The source of the docs are found here: https://github.com/TuringLang/turinglang.github.io. You can find instructions on how to get it up and running locally in the README:) Let me know if something isn't clear!

And then the library docs, i.e. everything under https://turinglang.org/library/ is found in the corresponding package.

dlakelan commented 11 months ago

Haven't forgotten this project! Though I'm not excited about installing Jekyll and such on my desktop machine, I'm still up for working on some of the documentation. I've been working on writing some other stuff, and just got to the point where I wanted to USE TURING again, so now it's fresh in my mind.

Some other thoughts: There's not an easy way to get from the turing documentation website to a place where you can find out all the different sampler algorithms that are available, what the constructors are for them, and a little about how they work.

I've got a problem which isn't playing nice with autodiff and I decided to try using alternative samplers to those that require derivatives, and it was frustrating to try to pick an algorithm and figure out what arguments were required. For example MH() is basically never going to work in reality because proposal from the prior is very rarely going to be a good proposal. What you want is diffusive MH which I guess at some point was called RWMH() but that no longer exists? Anyway, that whole ball of wax could use some attention.

dlakelan commented 11 months ago

Some other thoughts I've had:

1) How do you get a list of model variables? How can you determine if a variable is discrete or continuous? 2) How does @addlogprob! interact with models that use condition/decondition? I guess we could use priors for things that are intended to be data, but then condition on them having a particular value? This is actually a bigger ball of wax than just addlogprob! 3) How does someone write a new sampler? 4) Is there a system for Tempering? I'd like to be able to run in parallel two separate chains for two different but related models, and have them occasionally try to swap states between them. 5) We need more examples of how to work with MCMCChains objects, extracting certain sub-variables, extracting only certain samples, is there a way to sample randomly from a chain to get a single "row"? like sample(mychain,1)? 6) In the tutorials, pointers to good diagnostic plots and diagnostic stats packages etc. For example maybe ArviZ? or something else, some simple examples of how to use them. 7) Possibly break up the documentation into sections relevant to the 4 types of documentation as described here: https://www.writethedocs.org/videos/eu/2017/the-four-kinds-of-documentation-and-why-you-need-to-understand-what-they-are-daniele-procida/ Right now we have along the top of the website: "Get Started", "Library API", "Tutorials". Then if you click the main headings are "Using turing" "For Developers" "Tutorials" and "Contributing".

I'd like to see...

Get Started (a goal oriented how-to guide to installing turing, writing a simple model, sampling from the model, plotting results from the sample)

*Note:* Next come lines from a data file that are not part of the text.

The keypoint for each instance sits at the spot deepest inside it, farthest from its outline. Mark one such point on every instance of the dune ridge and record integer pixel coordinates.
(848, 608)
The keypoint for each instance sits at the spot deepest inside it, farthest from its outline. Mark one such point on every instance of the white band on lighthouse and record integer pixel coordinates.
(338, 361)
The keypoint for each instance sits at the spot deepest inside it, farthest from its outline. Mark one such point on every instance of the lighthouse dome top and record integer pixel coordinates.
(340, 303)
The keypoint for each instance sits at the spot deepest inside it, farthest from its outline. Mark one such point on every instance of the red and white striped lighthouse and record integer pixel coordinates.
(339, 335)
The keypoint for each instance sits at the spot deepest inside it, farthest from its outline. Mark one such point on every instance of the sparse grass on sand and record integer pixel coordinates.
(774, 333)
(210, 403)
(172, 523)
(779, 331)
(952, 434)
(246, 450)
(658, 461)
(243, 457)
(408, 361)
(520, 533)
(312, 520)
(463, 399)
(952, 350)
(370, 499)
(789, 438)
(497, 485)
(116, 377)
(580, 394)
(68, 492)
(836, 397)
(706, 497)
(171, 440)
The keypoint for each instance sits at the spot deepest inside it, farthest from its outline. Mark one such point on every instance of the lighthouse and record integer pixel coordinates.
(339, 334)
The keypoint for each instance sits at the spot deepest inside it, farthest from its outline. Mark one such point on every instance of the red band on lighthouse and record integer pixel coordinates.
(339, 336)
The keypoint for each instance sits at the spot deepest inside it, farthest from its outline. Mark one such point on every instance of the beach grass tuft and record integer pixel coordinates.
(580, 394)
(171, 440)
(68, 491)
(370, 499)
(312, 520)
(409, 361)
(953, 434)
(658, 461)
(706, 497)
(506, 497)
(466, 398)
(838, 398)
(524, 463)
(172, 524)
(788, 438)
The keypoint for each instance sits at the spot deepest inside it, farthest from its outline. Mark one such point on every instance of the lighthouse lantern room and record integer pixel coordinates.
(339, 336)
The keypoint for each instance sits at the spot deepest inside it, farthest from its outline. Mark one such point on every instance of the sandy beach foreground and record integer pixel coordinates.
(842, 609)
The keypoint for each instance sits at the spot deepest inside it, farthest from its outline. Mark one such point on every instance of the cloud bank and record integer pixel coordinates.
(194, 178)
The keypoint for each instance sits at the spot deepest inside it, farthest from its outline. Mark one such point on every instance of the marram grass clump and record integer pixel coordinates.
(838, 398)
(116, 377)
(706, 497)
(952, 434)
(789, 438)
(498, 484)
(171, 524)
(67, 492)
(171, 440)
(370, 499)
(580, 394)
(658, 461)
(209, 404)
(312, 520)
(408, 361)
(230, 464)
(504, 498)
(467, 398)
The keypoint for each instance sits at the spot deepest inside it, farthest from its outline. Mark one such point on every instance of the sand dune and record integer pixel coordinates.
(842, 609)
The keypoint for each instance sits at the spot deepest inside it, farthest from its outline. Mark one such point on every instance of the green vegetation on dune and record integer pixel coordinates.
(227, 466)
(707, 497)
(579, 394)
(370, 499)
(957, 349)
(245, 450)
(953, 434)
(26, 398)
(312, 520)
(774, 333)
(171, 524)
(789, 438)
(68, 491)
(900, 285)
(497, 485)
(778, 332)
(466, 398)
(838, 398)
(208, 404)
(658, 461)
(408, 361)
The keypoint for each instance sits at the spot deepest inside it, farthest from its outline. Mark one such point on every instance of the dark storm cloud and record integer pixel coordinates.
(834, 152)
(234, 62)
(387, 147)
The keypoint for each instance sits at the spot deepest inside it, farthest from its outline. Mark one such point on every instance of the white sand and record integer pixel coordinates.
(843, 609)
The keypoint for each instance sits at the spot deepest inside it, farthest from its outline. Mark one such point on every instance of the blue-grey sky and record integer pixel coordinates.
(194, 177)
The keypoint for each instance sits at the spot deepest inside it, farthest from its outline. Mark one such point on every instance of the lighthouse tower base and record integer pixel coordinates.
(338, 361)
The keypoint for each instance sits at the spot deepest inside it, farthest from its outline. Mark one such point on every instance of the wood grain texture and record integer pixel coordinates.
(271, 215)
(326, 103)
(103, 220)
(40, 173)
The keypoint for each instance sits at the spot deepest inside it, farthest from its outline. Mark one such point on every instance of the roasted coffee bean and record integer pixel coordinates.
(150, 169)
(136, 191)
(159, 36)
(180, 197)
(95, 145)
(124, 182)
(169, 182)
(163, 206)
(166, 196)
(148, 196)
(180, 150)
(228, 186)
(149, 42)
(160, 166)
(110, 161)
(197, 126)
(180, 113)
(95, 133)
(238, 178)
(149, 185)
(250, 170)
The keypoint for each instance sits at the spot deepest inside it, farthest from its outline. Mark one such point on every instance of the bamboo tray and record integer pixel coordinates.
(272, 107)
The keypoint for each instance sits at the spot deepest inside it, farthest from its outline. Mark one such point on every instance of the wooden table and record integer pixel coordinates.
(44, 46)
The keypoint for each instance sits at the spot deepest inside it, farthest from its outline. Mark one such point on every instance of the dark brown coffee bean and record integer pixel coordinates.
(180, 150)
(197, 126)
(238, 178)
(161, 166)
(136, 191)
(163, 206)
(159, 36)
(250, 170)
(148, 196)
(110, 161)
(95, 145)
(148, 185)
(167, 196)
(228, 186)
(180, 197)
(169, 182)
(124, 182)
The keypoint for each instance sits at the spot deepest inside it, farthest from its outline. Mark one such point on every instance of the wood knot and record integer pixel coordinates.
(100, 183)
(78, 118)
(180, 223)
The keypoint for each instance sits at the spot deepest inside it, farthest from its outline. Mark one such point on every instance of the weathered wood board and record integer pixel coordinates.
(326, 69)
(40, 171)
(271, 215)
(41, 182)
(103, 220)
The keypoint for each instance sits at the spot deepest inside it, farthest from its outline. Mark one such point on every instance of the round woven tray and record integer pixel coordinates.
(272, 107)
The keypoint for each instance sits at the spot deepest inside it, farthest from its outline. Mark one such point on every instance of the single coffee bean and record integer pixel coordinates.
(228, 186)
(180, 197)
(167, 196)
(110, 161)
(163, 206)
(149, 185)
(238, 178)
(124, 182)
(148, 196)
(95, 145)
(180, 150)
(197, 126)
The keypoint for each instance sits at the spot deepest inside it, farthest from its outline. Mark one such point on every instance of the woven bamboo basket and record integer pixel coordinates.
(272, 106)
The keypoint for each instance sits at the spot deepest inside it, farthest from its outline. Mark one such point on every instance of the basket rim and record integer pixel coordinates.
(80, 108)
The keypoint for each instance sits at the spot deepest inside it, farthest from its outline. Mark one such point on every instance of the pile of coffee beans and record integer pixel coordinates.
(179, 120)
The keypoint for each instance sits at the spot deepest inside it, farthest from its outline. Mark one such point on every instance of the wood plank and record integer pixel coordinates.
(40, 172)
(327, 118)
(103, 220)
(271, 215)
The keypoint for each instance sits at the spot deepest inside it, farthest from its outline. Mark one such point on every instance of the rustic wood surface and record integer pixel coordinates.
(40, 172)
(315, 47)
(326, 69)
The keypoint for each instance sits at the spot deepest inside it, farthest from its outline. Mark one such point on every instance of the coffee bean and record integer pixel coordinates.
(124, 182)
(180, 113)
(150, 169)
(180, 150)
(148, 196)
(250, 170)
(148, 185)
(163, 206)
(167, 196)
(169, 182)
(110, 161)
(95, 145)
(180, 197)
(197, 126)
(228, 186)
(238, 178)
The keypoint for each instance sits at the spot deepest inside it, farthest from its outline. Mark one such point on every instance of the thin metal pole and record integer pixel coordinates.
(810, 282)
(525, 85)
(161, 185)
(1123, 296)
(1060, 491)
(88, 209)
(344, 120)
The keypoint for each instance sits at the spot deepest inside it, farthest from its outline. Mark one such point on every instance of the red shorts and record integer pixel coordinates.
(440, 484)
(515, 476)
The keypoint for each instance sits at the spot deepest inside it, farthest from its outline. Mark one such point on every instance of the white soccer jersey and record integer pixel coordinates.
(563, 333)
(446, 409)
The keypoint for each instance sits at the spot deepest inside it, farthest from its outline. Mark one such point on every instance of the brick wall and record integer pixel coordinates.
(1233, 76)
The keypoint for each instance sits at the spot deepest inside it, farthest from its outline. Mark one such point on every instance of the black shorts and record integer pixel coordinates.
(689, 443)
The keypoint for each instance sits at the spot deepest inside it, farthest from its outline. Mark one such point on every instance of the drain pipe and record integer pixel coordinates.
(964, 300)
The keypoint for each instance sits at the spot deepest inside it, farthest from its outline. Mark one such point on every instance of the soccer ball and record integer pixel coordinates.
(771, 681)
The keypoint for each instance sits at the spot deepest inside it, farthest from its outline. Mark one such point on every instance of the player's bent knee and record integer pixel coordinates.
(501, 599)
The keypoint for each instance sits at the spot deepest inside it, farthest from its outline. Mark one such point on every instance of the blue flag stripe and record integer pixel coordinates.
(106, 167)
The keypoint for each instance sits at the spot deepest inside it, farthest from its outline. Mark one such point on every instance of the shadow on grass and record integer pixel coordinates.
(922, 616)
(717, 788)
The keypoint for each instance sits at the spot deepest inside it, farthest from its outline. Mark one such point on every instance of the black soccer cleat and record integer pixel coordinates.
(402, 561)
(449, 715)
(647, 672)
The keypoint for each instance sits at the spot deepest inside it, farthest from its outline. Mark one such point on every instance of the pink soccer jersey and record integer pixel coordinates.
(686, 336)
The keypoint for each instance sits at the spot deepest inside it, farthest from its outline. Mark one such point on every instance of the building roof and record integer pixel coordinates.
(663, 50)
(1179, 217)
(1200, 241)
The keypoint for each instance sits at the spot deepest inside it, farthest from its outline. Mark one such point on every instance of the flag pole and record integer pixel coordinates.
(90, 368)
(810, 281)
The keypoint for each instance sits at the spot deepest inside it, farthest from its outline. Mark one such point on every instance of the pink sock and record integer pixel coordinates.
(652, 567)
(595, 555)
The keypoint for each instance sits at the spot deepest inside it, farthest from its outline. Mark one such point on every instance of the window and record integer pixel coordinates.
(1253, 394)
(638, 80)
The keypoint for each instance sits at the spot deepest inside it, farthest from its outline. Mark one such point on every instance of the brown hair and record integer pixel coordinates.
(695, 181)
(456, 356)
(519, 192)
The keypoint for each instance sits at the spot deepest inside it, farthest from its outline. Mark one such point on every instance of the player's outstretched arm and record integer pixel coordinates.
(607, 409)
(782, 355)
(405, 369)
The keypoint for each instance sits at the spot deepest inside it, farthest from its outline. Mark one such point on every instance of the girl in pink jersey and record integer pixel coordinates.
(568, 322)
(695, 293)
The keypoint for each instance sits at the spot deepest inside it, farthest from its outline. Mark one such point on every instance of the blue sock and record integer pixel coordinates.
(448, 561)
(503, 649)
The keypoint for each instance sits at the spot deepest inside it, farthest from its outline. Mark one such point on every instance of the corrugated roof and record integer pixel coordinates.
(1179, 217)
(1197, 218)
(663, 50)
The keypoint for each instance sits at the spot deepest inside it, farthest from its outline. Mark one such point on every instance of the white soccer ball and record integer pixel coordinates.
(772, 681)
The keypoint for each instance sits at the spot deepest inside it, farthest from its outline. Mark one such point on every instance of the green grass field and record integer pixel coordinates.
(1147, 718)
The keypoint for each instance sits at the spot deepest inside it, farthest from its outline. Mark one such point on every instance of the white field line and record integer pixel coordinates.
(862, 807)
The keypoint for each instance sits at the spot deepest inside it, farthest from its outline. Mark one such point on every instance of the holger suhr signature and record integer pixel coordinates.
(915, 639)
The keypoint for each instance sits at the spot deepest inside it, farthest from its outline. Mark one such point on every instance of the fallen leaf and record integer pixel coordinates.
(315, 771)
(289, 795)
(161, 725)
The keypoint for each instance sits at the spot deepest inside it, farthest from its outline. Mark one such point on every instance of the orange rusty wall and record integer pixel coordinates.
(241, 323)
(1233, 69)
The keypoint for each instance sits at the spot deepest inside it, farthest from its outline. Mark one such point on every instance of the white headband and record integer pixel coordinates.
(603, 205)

Learning oriented tutorials: A big list of examples, we've got this pretty much

Understanding Oriented Discussion: Discuss how Turing relates to some of its related packages, DynamicPPL, AdvancedHMC, AdvancedMH, MCMCChains, Distributions, and what functionality comes from what pieces of this puzzle. How to extend things, like writing your own sampler, writing your own specialized Distribution, writing your own specialized diagnostics for Chains, writing plot routines that take a chain... Also, what is a Turing model? What "fields" does it have and what would you legitimately do with them (for example suppose you wanted to write a "pretty printer" for a model?)

I realize this is more than just "let's shove some new material into the current documentation structure" but I do think it's what's needed to make hacking with Turing itself more accessible outside the core developer team. If I knew more about this stuff for example I probably would be experimenting with new sampling methods, such as tempering, and piecewise deterministic processes.